[x264-devel] Re: [patch] SSE2 pixel routines

Mon Jul 25 17:46:16 CEST 2005

On Fri, 22 Jul 2005, Alexander Izvorski wrote:

> Here is an early version of SSE2-optimized routines for sad 16x16 and
> 16x8, ssd 16x16 and 16x8, and satd from 16x16 to 8x4 (diff against rev
> 277).  None of these have any special alignment requirements.  I have
> tested that they produce the same results as the mmxext versions, but
> I'd appreciate it if someone else tested them as well.  They are not
> in their final form yet, there are a few places where a few more
> instructions can be shaved off.
>
> -Alex Izvorski
>
> P.S. I've a few questions as well from looking at the original code...
>
> Why is the result of satd divided by two?!  That throws away one bit
> of precision which would have a small but noticeable impact on PSNR.
> (see the "shr     eax,1" in MMX_SUM_MM).

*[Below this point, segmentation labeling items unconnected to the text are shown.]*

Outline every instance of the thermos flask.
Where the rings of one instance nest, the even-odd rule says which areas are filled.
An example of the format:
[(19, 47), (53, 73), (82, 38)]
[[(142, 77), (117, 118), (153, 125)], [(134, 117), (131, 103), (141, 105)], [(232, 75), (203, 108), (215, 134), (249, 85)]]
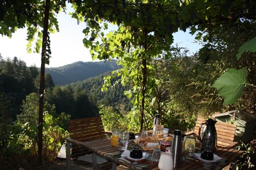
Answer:
[(180, 164), (182, 146), (181, 132), (176, 129), (173, 135), (171, 149), (173, 158), (173, 167), (178, 167)]
[(156, 125), (161, 125), (160, 114), (156, 114), (154, 118), (153, 135), (156, 134)]

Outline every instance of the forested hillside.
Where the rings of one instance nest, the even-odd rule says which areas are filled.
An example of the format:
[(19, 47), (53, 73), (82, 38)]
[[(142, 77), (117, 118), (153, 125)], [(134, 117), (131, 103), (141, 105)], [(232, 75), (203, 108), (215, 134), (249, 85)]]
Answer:
[(47, 68), (45, 72), (51, 75), (56, 85), (66, 85), (120, 68), (115, 59), (99, 62), (78, 61), (63, 66)]
[[(83, 69), (83, 66), (86, 66), (86, 68)], [(93, 71), (87, 70), (90, 68)], [(68, 81), (72, 79), (79, 80), (65, 86), (56, 85), (54, 81), (60, 81), (60, 84), (64, 84), (67, 83), (67, 80), (66, 82), (62, 82), (58, 76), (54, 79), (53, 76), (48, 72), (45, 79), (45, 102), (54, 105), (57, 115), (64, 112), (70, 115), (72, 119), (99, 115), (99, 107), (102, 105), (116, 108), (116, 105), (122, 104), (125, 106), (124, 109), (129, 111), (131, 105), (124, 95), (125, 88), (119, 83), (109, 88), (108, 91), (101, 91), (104, 77), (110, 75), (110, 71), (93, 77), (93, 75), (100, 74), (100, 72), (103, 72), (105, 70), (117, 68), (115, 61), (88, 63), (77, 62), (58, 68), (56, 70), (61, 75), (61, 77), (69, 77)], [(23, 61), (17, 58), (13, 59), (1, 59), (0, 69), (0, 90), (1, 100), (3, 101), (2, 105), (5, 108), (4, 109), (6, 109), (6, 115), (15, 120), (16, 116), (22, 112), (22, 105), (27, 97), (32, 93), (38, 93), (40, 72), (38, 68), (28, 67)], [(78, 73), (75, 73), (76, 72)], [(74, 75), (71, 75), (72, 74)], [(84, 79), (84, 76), (93, 77)], [(118, 77), (113, 81), (116, 81), (116, 79)]]
[[(131, 103), (127, 97), (124, 94), (125, 90), (128, 89), (128, 87), (122, 86), (120, 82), (111, 87), (107, 91), (102, 91), (101, 88), (104, 84), (104, 77), (111, 75), (109, 72), (94, 77), (90, 77), (81, 82), (71, 83), (73, 89), (79, 88), (87, 91), (90, 98), (96, 100), (97, 105), (108, 105), (115, 107), (120, 104), (124, 104), (125, 111), (131, 109)], [(115, 77), (113, 81), (117, 81), (120, 77)]]

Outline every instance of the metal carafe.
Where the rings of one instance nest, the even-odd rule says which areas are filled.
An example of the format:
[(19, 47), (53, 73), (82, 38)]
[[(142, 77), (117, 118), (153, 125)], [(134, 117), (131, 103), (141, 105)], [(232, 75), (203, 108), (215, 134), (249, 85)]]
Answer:
[[(215, 151), (217, 146), (217, 132), (215, 123), (217, 121), (209, 119), (199, 127), (198, 138), (201, 142), (201, 150), (210, 150)], [(201, 128), (205, 125), (201, 135)]]

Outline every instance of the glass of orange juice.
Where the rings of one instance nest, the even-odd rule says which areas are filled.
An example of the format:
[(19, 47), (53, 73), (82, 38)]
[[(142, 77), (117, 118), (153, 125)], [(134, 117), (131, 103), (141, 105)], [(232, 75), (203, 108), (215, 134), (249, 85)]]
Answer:
[(110, 137), (110, 143), (113, 146), (118, 146), (117, 141), (119, 139), (119, 130), (115, 129), (112, 131), (112, 135)]

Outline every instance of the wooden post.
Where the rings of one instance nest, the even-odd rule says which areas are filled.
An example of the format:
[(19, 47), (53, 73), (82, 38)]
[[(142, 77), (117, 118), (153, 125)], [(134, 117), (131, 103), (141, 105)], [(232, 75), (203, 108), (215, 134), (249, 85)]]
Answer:
[(45, 71), (45, 54), (47, 47), (47, 40), (48, 37), (48, 25), (49, 15), (50, 11), (50, 1), (46, 0), (44, 11), (44, 32), (43, 32), (43, 44), (42, 47), (42, 58), (41, 58), (41, 73), (40, 83), (39, 90), (39, 121), (38, 121), (38, 163), (42, 164), (42, 153), (43, 153), (43, 114), (44, 114), (44, 77)]

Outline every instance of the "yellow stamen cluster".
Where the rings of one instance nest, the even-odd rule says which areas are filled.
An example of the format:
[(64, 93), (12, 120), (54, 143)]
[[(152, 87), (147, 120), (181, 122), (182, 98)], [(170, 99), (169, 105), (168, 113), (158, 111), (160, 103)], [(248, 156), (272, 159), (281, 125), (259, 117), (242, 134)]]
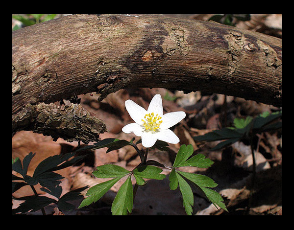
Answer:
[(146, 114), (144, 116), (145, 120), (142, 119), (144, 122), (142, 125), (147, 131), (155, 131), (159, 128), (160, 124), (162, 123), (162, 117), (156, 114), (154, 116), (154, 113)]

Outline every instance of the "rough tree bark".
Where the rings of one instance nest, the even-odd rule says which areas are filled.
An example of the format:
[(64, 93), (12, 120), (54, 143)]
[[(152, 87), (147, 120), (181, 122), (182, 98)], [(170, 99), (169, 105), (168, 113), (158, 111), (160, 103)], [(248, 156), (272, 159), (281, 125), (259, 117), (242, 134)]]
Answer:
[(281, 39), (156, 15), (72, 15), (12, 33), (13, 134), (97, 140), (105, 131), (102, 121), (72, 113), (77, 108), (69, 102), (61, 110), (49, 103), (94, 92), (102, 99), (138, 87), (201, 90), (281, 106)]

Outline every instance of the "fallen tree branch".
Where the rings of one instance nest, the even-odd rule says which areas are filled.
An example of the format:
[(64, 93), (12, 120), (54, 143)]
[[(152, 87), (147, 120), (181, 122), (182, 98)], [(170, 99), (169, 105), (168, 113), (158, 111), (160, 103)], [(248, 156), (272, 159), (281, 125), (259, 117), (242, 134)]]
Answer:
[(13, 123), (28, 104), (94, 92), (102, 99), (127, 88), (200, 90), (281, 106), (281, 56), (280, 39), (212, 22), (62, 17), (12, 33)]
[(12, 121), (12, 129), (31, 130), (68, 141), (99, 140), (99, 134), (106, 131), (101, 120), (92, 115), (81, 105), (64, 100), (64, 104), (39, 103), (27, 104)]

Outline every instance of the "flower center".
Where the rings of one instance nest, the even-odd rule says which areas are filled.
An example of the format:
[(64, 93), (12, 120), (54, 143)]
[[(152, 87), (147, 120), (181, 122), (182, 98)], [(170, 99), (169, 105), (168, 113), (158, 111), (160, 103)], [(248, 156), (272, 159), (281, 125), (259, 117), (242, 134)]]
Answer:
[(154, 114), (153, 112), (151, 114), (146, 114), (144, 116), (145, 119), (142, 119), (143, 122), (142, 125), (147, 131), (155, 131), (159, 128), (160, 124), (162, 123), (161, 118), (162, 117), (159, 116), (158, 114), (154, 116)]

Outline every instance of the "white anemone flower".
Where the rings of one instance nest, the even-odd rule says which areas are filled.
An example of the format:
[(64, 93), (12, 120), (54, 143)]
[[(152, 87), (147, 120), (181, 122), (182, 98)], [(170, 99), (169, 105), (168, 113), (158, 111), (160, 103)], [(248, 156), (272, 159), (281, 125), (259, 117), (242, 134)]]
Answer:
[(179, 142), (179, 138), (169, 128), (184, 119), (186, 114), (179, 111), (163, 115), (160, 94), (153, 97), (147, 111), (131, 100), (125, 101), (125, 104), (126, 110), (135, 123), (126, 125), (122, 128), (122, 132), (126, 134), (133, 132), (136, 136), (141, 137), (143, 146), (152, 147), (157, 140), (171, 144)]

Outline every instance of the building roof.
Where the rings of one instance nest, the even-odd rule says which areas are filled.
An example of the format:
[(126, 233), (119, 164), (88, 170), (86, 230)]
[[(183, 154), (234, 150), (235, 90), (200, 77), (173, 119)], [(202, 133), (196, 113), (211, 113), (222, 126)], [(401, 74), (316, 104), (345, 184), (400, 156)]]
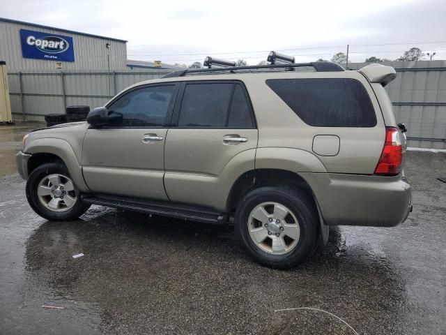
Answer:
[(161, 67), (155, 66), (155, 62), (153, 61), (134, 61), (132, 59), (127, 60), (127, 66), (132, 68), (170, 68), (170, 69), (181, 69), (183, 68), (175, 66), (174, 65), (166, 64), (165, 63), (161, 63)]
[(84, 36), (94, 37), (96, 38), (102, 38), (102, 40), (116, 40), (117, 42), (123, 42), (125, 43), (127, 43), (127, 40), (119, 40), (118, 38), (112, 38), (111, 37), (100, 36), (99, 35), (93, 35), (92, 34), (81, 33), (79, 31), (76, 31), (74, 30), (56, 28), (55, 27), (44, 26), (43, 24), (37, 24), (36, 23), (25, 22), (24, 21), (17, 21), (16, 20), (6, 19), (5, 17), (0, 17), (0, 21), (2, 21), (3, 22), (17, 23), (19, 24), (26, 24), (27, 26), (36, 27), (38, 28), (43, 28), (45, 29), (59, 30), (59, 31), (63, 31), (64, 33), (75, 34), (77, 35), (83, 35)]

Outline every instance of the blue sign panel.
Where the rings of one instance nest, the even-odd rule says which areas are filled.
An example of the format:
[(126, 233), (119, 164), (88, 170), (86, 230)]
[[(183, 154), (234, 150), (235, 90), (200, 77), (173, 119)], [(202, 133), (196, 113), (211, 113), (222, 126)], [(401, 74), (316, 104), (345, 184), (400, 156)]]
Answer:
[(24, 58), (75, 61), (72, 38), (54, 34), (20, 29)]

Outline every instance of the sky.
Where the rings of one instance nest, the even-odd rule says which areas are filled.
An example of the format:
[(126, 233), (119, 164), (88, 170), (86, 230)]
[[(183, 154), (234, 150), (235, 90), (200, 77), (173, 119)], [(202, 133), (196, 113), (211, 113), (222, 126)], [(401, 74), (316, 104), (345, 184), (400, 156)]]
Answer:
[(256, 64), (275, 50), (304, 62), (347, 45), (353, 62), (395, 59), (412, 47), (446, 59), (446, 0), (3, 1), (2, 17), (127, 40), (129, 59)]

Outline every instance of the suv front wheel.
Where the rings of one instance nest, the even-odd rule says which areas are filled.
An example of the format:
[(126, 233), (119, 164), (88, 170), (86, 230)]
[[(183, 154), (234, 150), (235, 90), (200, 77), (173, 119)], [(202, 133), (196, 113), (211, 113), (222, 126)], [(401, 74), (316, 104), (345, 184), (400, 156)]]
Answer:
[(303, 192), (265, 186), (246, 195), (236, 211), (236, 232), (249, 255), (264, 265), (295, 267), (312, 251), (316, 209)]
[(31, 172), (26, 198), (34, 211), (49, 221), (75, 220), (90, 207), (81, 202), (66, 167), (56, 163), (43, 164)]

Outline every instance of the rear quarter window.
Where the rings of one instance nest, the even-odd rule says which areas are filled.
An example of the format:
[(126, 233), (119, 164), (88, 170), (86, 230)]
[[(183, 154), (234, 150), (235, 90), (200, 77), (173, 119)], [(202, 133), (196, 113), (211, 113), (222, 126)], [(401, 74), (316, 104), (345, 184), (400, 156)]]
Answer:
[(270, 79), (266, 84), (310, 126), (376, 126), (369, 94), (355, 79)]

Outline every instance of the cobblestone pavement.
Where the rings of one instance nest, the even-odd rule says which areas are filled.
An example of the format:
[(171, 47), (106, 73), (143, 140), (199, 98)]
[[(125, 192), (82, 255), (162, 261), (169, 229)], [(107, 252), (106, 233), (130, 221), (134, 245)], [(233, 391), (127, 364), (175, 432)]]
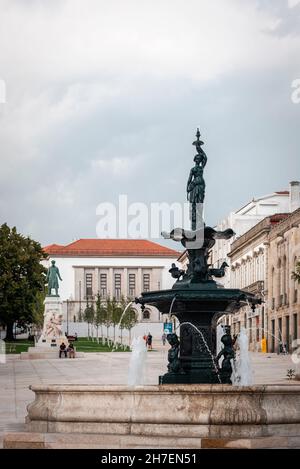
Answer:
[[(158, 346), (147, 355), (146, 382), (157, 384), (166, 372), (168, 346)], [(89, 353), (85, 358), (20, 360), (8, 355), (0, 363), (0, 447), (3, 432), (25, 428), (26, 406), (34, 399), (31, 384), (124, 384), (130, 353)], [(295, 368), (291, 356), (252, 353), (255, 384), (289, 384), (286, 372)], [(300, 381), (297, 381), (300, 385)]]

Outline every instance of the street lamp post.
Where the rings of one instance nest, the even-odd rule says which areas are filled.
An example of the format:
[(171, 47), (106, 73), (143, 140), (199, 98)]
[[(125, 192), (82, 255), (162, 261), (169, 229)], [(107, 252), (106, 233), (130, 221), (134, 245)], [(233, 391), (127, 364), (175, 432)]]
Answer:
[(69, 335), (69, 300), (67, 300), (67, 336)]

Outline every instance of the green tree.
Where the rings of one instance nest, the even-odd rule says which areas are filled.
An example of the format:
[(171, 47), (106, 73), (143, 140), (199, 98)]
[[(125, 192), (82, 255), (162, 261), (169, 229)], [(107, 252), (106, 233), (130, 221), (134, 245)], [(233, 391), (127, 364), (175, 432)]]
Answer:
[(46, 291), (40, 291), (36, 295), (36, 300), (32, 308), (32, 323), (39, 328), (43, 327), (44, 324), (44, 300)]
[(106, 327), (106, 339), (108, 340), (108, 331), (111, 326), (111, 321), (112, 321), (112, 309), (113, 309), (113, 304), (112, 300), (110, 297), (107, 298), (106, 300), (106, 308), (105, 308), (105, 316), (104, 316), (104, 321), (103, 324)]
[(119, 324), (122, 316), (122, 304), (125, 302), (124, 298), (121, 297), (121, 301), (117, 302), (116, 298), (113, 297), (111, 305), (111, 323), (114, 328), (114, 343), (116, 341), (116, 326)]
[(123, 315), (124, 315), (125, 308), (128, 305), (126, 298), (123, 295), (121, 297), (120, 305), (121, 305), (122, 312), (121, 312), (121, 316), (119, 320), (119, 329), (121, 332), (121, 344), (123, 344), (123, 329), (125, 329), (124, 323), (123, 323)]
[(47, 254), (41, 245), (10, 228), (0, 226), (0, 318), (6, 340), (13, 340), (16, 321), (31, 323), (39, 295), (44, 291)]
[(131, 329), (137, 324), (137, 322), (138, 317), (135, 309), (129, 307), (122, 317), (122, 321), (120, 323), (120, 327), (127, 329), (129, 332), (129, 346), (131, 344)]
[(84, 320), (88, 323), (88, 337), (90, 337), (90, 326), (94, 322), (95, 308), (94, 304), (89, 304), (89, 300), (86, 301), (86, 308), (84, 310)]
[(97, 299), (96, 299), (96, 312), (95, 312), (95, 318), (94, 318), (94, 324), (97, 329), (97, 340), (99, 337), (98, 335), (99, 326), (101, 327), (101, 337), (103, 337), (102, 326), (105, 323), (105, 318), (106, 318), (106, 307), (105, 307), (105, 304), (103, 303), (100, 293), (98, 293)]
[(292, 272), (292, 278), (300, 283), (300, 261), (296, 263), (295, 272)]

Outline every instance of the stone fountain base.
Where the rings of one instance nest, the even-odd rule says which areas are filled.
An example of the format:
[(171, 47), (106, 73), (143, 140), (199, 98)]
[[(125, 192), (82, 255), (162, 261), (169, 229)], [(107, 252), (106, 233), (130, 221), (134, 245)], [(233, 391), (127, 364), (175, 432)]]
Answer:
[(32, 386), (5, 448), (300, 448), (300, 385)]

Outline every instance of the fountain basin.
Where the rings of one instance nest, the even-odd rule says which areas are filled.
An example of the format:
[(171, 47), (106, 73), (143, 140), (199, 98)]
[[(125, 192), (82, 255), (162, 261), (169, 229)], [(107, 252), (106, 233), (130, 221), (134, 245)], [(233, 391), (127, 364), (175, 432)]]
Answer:
[[(35, 400), (28, 406), (27, 435), (31, 441), (40, 435), (43, 447), (300, 447), (300, 385), (31, 389)], [(90, 440), (82, 443), (86, 434)], [(5, 447), (20, 447), (20, 437), (13, 435), (5, 437)], [(55, 446), (55, 441), (69, 443)]]

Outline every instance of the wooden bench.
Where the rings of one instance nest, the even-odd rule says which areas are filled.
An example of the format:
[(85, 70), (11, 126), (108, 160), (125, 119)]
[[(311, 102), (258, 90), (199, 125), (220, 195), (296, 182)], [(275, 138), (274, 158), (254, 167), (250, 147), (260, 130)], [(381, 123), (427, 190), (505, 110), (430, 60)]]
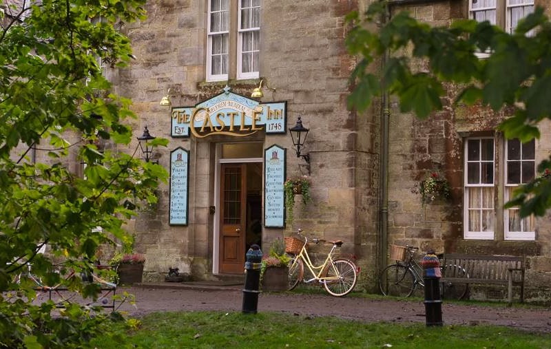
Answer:
[[(94, 266), (95, 268), (96, 268), (98, 270), (102, 270), (102, 269), (110, 270), (110, 269), (112, 269), (112, 266), (107, 266), (107, 265), (94, 265)], [(99, 276), (98, 276), (94, 273), (89, 273), (87, 275), (82, 275), (82, 274), (76, 274), (76, 273), (70, 273), (70, 275), (67, 277), (67, 279), (71, 278), (71, 277), (79, 277), (79, 278), (81, 278), (83, 282), (84, 282), (84, 283), (95, 283), (97, 285), (98, 285), (99, 287), (98, 287), (98, 290), (100, 292), (99, 292), (99, 293), (98, 295), (98, 298), (96, 300), (100, 300), (101, 299), (101, 300), (103, 301), (105, 299), (104, 302), (101, 302), (101, 304), (99, 304), (99, 306), (101, 307), (102, 307), (102, 308), (110, 308), (112, 310), (112, 311), (114, 311), (114, 310), (115, 310), (115, 295), (116, 294), (116, 287), (117, 287), (116, 284), (113, 283), (113, 282), (110, 282), (106, 281), (106, 280), (104, 280), (104, 279), (101, 279)], [(43, 291), (43, 292), (48, 292), (48, 298), (49, 298), (50, 300), (52, 300), (52, 293), (56, 293), (59, 296), (60, 296), (61, 297), (61, 299), (62, 299), (63, 302), (61, 302), (61, 304), (57, 305), (57, 308), (65, 308), (65, 305), (64, 305), (63, 303), (64, 303), (65, 302), (69, 302), (69, 298), (63, 297), (61, 293), (63, 293), (63, 292), (74, 293), (74, 291), (70, 290), (69, 288), (67, 288), (66, 287), (63, 287), (63, 286), (53, 286), (53, 287), (45, 286), (41, 286), (35, 288), (35, 290), (41, 290), (41, 291)], [(72, 299), (72, 297), (70, 297), (70, 298)], [(109, 300), (110, 298), (110, 300)], [(92, 305), (94, 303), (95, 303), (95, 302), (89, 302), (89, 303), (86, 304), (85, 305), (90, 306), (90, 305)]]
[[(514, 255), (476, 255), (444, 254), (443, 265), (461, 266), (466, 275), (453, 275), (457, 268), (444, 268), (443, 282), (507, 285), (508, 300), (512, 302), (512, 286), (521, 288), (521, 302), (524, 302), (524, 257)], [(448, 273), (446, 274), (446, 271)], [(450, 275), (450, 272), (452, 275)]]

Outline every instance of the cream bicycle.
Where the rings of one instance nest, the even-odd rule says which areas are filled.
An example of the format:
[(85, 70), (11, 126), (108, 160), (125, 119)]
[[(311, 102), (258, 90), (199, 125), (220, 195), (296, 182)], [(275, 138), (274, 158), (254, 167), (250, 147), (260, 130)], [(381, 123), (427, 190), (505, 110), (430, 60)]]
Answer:
[[(320, 266), (315, 266), (306, 250), (309, 239), (301, 234), (302, 232), (302, 229), (298, 229), (298, 235), (304, 241), (295, 237), (285, 237), (285, 251), (293, 255), (289, 264), (288, 289), (293, 289), (302, 281), (306, 284), (317, 282), (323, 285), (330, 295), (335, 297), (349, 293), (356, 286), (360, 268), (346, 258), (337, 257), (333, 259), (335, 250), (342, 246), (342, 241), (328, 242), (333, 244), (333, 246), (325, 261)], [(311, 240), (315, 244), (324, 241), (318, 238)], [(304, 265), (313, 277), (307, 280), (304, 279)]]

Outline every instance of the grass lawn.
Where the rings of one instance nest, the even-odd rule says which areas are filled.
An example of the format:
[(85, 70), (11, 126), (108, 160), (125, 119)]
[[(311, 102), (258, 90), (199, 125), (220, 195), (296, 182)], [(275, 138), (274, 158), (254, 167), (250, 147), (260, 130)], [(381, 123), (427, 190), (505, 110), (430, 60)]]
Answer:
[(548, 348), (551, 335), (507, 327), (424, 324), (366, 324), (333, 317), (262, 312), (157, 313), (135, 330), (124, 330), (128, 346), (107, 339), (98, 348)]

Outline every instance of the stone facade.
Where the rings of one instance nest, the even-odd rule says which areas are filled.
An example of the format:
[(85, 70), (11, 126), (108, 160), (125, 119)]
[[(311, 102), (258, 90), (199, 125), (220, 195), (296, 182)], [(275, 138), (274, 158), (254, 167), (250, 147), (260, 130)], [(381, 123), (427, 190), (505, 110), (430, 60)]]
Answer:
[[(235, 5), (236, 1), (231, 1)], [(311, 159), (313, 202), (297, 204), (295, 219), (284, 229), (263, 227), (262, 246), (302, 228), (309, 235), (342, 239), (343, 252), (355, 254), (365, 271), (374, 271), (378, 171), (378, 121), (371, 114), (357, 117), (346, 108), (348, 79), (355, 63), (346, 52), (344, 15), (356, 1), (262, 1), (260, 78), (262, 102), (286, 101), (287, 127), (298, 116), (310, 129), (306, 151)], [(287, 149), (287, 176), (300, 173), (302, 159), (294, 156), (289, 133), (247, 139), (212, 136), (198, 139), (170, 136), (170, 110), (159, 105), (171, 89), (173, 106), (194, 105), (231, 91), (249, 96), (260, 78), (205, 82), (207, 1), (156, 1), (147, 5), (148, 18), (124, 30), (136, 59), (124, 70), (110, 72), (116, 92), (132, 98), (139, 118), (136, 134), (146, 125), (151, 134), (169, 139), (157, 149), (159, 164), (169, 167), (169, 151), (190, 151), (189, 224), (170, 226), (169, 187), (160, 189), (157, 207), (132, 224), (136, 249), (147, 257), (146, 278), (160, 279), (175, 266), (198, 279), (216, 277), (216, 213), (218, 145), (242, 141), (278, 144)], [(308, 20), (305, 21), (307, 14)], [(131, 145), (129, 148), (133, 145)], [(211, 209), (214, 207), (214, 209)], [(362, 275), (368, 280), (373, 275)]]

It allows SAD and SATD to use the same lambda table. Now, I'm not sure 
that the difference is exactly a factor of 2, so maybe they should be 
separate.
For that matter, the current lack of precision in lambda should make much 
more difference than 1 bit in satd.

> The original version of HADAMARD4_SUB_BADC uses add-add-subtract, is
> that faster than the equivalent move-add-subtract?  (not on Athlons,
> but maybe on P4?)  The equivalent in my version uses the
> move-add-subtract but can be changed very easily.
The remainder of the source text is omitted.